Les scrutins qu’ont vécu nos catéchumènes durant le Carême, tendaient à leur faire découvrir leur péché et ainsi à mettre en évidence le nouveau chemin à suivre en tant que baptisés, c’est-à-dire enfants de Dieu. Les scrutins que nous allons vivre pendant les semaines qui viennent, s’ils ne visent pas à démasquer le péché, vont nous permettre de faire connaître démocratiquement nos aspirations et nos choix de société.
En lisant et écoutant les « professions de fois » des candidats à la présidence de la République, je ne me sens pas si loin de l’évangile de ce dimanche où Jésus dit à Pierre : « Suis-moi ». J’entends en sourdine la question du Seigneur : « Est-ce que tu m’aimes ? » Que dois-je faire en tant que disciple du Christ et électeur pour le bien commun et mon propre salut ?

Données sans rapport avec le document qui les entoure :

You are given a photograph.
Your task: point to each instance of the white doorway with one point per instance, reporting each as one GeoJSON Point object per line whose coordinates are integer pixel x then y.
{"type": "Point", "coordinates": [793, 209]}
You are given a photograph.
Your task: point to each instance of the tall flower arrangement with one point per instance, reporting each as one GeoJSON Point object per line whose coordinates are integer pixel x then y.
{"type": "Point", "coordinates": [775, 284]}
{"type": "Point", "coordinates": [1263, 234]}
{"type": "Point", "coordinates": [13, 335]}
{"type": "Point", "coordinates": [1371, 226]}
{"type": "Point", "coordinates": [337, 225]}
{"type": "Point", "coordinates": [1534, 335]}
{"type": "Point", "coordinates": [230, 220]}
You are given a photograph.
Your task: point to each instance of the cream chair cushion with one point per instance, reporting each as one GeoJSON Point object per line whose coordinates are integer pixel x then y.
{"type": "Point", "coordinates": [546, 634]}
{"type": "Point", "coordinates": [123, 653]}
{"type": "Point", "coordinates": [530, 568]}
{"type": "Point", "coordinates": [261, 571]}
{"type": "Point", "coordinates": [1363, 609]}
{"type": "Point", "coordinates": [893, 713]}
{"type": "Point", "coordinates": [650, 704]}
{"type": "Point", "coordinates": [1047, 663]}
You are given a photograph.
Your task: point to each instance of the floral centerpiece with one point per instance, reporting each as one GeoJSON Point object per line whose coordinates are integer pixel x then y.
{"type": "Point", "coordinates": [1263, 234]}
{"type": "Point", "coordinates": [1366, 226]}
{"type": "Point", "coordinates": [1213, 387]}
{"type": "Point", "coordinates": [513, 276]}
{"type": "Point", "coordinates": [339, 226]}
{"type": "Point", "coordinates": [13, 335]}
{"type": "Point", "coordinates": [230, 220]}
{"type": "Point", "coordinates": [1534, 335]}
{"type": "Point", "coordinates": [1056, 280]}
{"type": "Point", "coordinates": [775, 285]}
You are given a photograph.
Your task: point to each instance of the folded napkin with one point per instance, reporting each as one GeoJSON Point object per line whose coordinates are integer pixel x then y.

En réalité l’électeur n’est responsable que des choix programmés qui sont soumis à son vote. Par conséquent, le fait qu’un candidat s’accommode tant bien que mal d’un statu quo législatif déjà voté, alors que celui-ci transgresse des valeurs éthiques fondamentales, peut être considéré comme un moindre mal et ne pas empêcher en conscience de voter pour lui. Mais il est clair que la responsabilité morale de l’électeur n’est pas engagée de la même manière face à une simple position personnelle d’un candidat et face à un choix programmé qu’il propose explicitement. Dans le premier cas il s’agit d’un débat d’idées encore vagues, alors que dans le second on pose un acte de coopération avec le mal, qui est bel et bien réel. C’est pourquoi dans ce cas l’objection de conscience s’impose moralement. Le pape Benoît XVI vient de mettre de nouveau en garde les Européens contre la tentation « d'adopter un comportement pragmatique, aujourd'hui largement diffusé, qui justifie systématiquement le compromis sur les valeurs humaines essentielles, comme si celui-ci était l'inévitable acceptation d'un prétendu moindre mal. Ce pragmatisme, présenté comme équilibré et réaliste, au fond ne l'est pas ».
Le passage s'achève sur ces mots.